Based on the thread about a new dumpling house on 53rd near 8th (I never got there because I must just be a tiny bit deficient on the GPS/direction capability), I stopped at Metro. I had seen posts from missmasala and noisejoke in that thread that had mentioned Metro, so I stopped in before going to Yunnan Flavor Snacks (which had been my very solid back-up plan). I never got to YFS, I liked what I saw at Metro.
I ordered gong jing chicken . and (pardon my translation from an english menu), as an appetizer, "grilled lamb".
i have only had gong jing chicken one other time - at Grand Sichuan in Bay Ridge (there are many posts, some positive, some negative about this dish at that place - which, generally, I think is almost as good as Spicy and Tasty and Little Pepper in Flushing, but not quite).
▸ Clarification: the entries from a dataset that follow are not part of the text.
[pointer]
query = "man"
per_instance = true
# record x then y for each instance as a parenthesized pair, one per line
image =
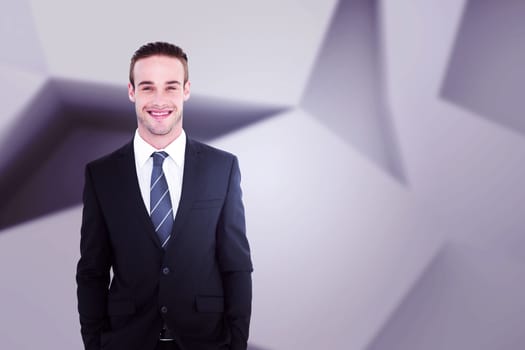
(165, 214)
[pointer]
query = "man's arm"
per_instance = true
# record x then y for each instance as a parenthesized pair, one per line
(92, 269)
(233, 253)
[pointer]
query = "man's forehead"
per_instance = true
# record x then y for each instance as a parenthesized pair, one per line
(167, 82)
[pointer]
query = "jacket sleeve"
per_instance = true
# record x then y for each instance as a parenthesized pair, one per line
(233, 253)
(93, 268)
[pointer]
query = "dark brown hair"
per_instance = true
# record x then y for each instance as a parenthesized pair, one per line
(159, 49)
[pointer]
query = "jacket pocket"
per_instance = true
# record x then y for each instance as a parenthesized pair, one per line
(120, 307)
(207, 203)
(209, 303)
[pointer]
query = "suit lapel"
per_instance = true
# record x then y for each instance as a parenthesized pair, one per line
(131, 191)
(190, 183)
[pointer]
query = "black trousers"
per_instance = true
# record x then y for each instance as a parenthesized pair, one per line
(167, 345)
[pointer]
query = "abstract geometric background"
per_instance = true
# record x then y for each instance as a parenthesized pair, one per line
(381, 145)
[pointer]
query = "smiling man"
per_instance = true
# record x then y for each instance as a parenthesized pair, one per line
(165, 214)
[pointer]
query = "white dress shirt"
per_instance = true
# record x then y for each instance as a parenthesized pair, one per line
(173, 167)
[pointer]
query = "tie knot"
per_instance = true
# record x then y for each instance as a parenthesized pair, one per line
(158, 158)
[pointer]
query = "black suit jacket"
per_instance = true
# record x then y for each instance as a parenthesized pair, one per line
(200, 285)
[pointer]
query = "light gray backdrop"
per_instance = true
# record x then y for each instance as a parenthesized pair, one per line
(381, 144)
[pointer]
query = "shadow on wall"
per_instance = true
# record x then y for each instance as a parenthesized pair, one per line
(70, 123)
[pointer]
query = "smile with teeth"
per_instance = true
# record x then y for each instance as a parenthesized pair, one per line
(159, 113)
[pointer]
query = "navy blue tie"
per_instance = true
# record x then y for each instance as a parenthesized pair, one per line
(160, 201)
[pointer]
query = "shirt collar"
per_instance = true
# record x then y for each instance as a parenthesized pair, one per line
(144, 150)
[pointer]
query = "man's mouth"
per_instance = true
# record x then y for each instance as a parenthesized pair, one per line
(159, 114)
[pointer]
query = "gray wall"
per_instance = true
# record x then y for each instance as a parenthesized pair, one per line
(381, 145)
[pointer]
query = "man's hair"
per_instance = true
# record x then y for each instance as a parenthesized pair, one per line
(159, 49)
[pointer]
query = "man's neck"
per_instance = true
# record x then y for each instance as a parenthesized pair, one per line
(161, 141)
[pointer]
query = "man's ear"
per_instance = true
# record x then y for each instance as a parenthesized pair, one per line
(187, 89)
(131, 92)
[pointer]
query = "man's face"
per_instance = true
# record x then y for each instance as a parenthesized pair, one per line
(159, 95)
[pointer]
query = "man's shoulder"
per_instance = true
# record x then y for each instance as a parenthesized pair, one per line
(109, 158)
(209, 151)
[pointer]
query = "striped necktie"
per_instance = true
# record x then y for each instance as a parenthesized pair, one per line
(160, 201)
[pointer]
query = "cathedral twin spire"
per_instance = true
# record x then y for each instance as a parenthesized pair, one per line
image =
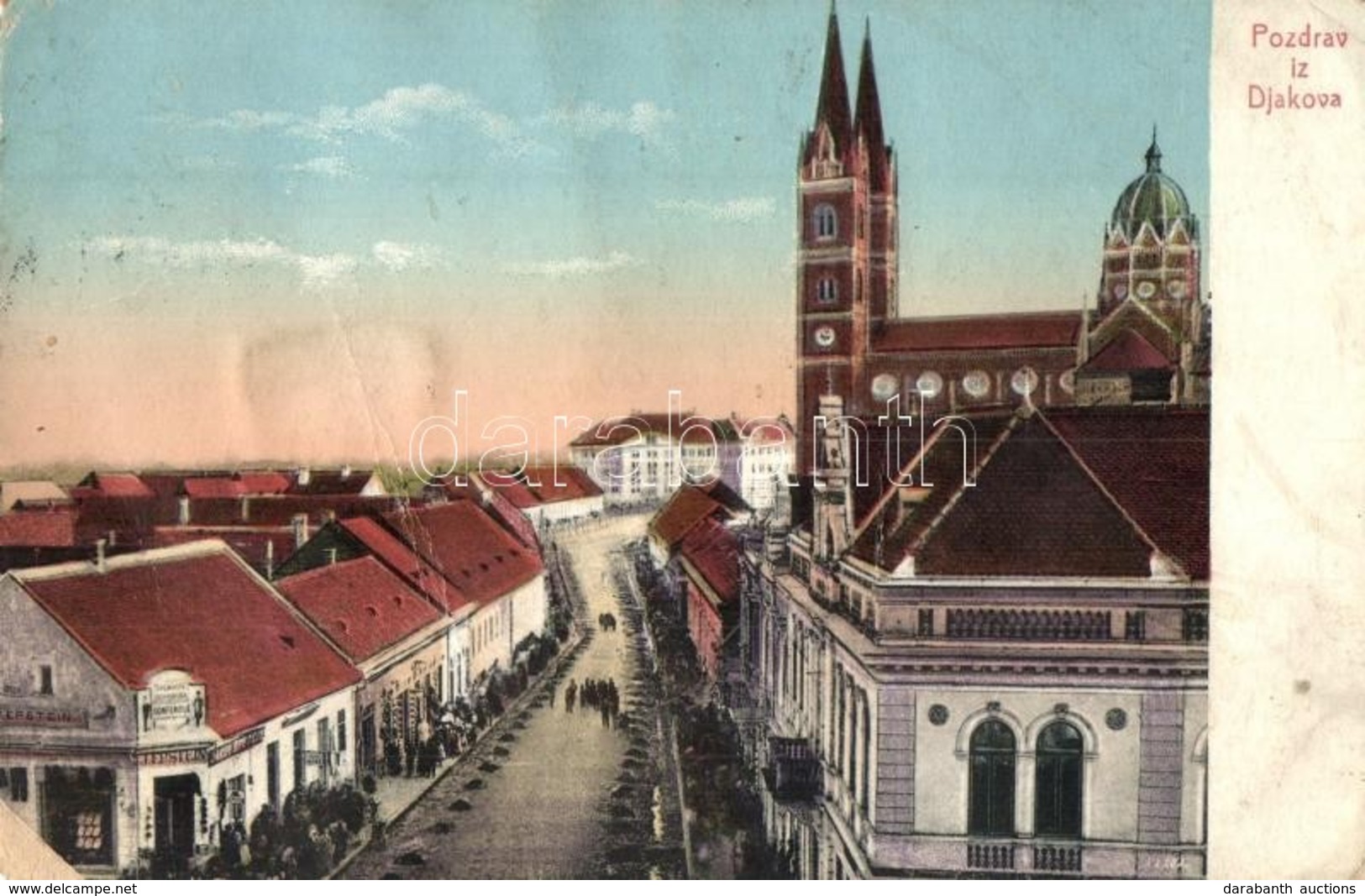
(833, 108)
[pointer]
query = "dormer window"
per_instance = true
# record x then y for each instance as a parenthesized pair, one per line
(826, 223)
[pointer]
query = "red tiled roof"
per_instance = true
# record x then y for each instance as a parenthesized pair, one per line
(899, 524)
(1033, 513)
(258, 548)
(714, 554)
(39, 528)
(470, 548)
(406, 562)
(1054, 329)
(118, 485)
(196, 609)
(496, 504)
(1128, 352)
(1155, 465)
(687, 507)
(331, 482)
(257, 483)
(360, 605)
(1069, 491)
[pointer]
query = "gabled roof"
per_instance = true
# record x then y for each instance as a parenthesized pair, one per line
(196, 609)
(714, 553)
(685, 509)
(1126, 352)
(498, 505)
(32, 493)
(39, 528)
(261, 548)
(378, 540)
(236, 485)
(331, 482)
(1063, 493)
(1153, 463)
(360, 605)
(116, 485)
(1054, 329)
(469, 548)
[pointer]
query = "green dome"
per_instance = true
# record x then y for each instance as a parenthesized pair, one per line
(1153, 198)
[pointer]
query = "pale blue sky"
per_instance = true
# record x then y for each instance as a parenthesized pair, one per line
(605, 172)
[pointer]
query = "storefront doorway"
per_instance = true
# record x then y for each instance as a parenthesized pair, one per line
(175, 821)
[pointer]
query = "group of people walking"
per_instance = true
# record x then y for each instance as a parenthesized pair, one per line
(596, 694)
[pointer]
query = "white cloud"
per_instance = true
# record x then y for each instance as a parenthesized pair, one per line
(314, 270)
(332, 166)
(643, 119)
(391, 116)
(399, 257)
(579, 266)
(742, 209)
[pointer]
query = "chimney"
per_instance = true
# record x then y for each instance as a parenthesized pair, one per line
(301, 529)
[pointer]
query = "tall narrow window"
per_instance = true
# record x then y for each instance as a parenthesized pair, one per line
(991, 810)
(826, 225)
(301, 745)
(1061, 754)
(826, 291)
(272, 773)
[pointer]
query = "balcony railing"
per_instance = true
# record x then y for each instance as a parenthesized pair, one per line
(990, 857)
(1030, 625)
(1057, 858)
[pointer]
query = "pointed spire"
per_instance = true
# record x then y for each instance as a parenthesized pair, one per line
(869, 122)
(833, 108)
(1153, 155)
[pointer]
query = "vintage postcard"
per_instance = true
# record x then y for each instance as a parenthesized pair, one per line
(680, 439)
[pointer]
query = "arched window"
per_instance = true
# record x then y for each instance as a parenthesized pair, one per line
(827, 291)
(991, 801)
(826, 225)
(1061, 756)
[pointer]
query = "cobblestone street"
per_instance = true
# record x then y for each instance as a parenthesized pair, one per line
(548, 793)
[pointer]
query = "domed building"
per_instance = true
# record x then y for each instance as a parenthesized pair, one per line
(1139, 343)
(979, 647)
(1151, 341)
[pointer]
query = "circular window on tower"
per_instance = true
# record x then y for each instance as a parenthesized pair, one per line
(1024, 380)
(976, 384)
(884, 386)
(930, 384)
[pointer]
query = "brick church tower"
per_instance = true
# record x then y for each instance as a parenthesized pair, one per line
(848, 240)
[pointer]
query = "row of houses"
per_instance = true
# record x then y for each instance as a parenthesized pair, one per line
(153, 699)
(646, 457)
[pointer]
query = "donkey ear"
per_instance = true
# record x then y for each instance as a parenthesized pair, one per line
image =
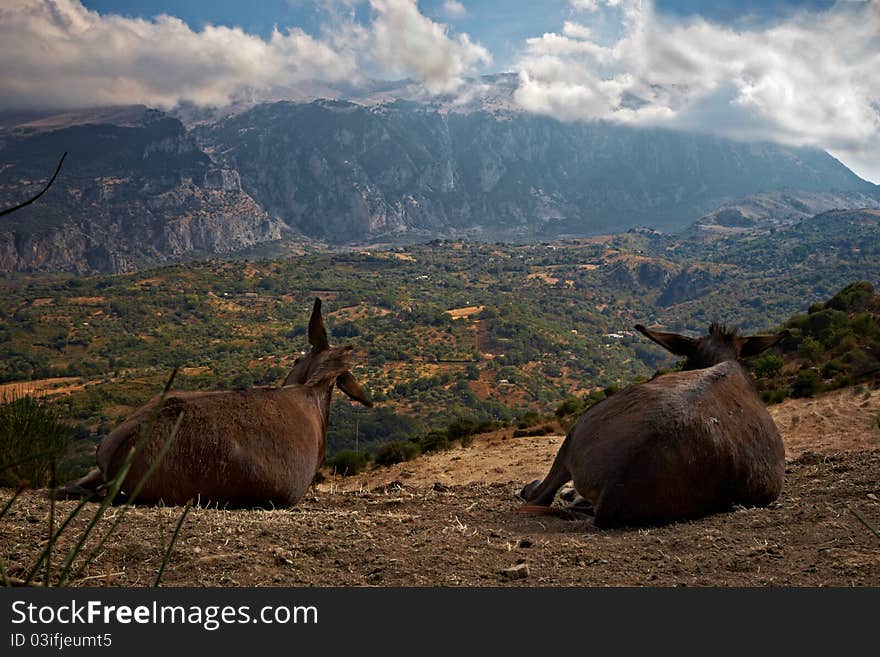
(679, 345)
(317, 332)
(754, 345)
(349, 385)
Bob Martinez where are you?
This version, which the owner explained had been toned down just a little bit over time for American taste, was in my view (limited as it is) perfect. Adequate and deep, balanced spice (enhanced but not drowned out by a heaping plate of dried peppers, as I found it to be at GS) with a nice kick of abundant sichuan peppercorn. Excellent kick from the fried fresh hot green peppers. The dried-fried chicken seemed superbly done - crisp on the outside but not dry inside. Good balance and contrast provided by the browned garlic. One word came to my mind as I ate this: addictive.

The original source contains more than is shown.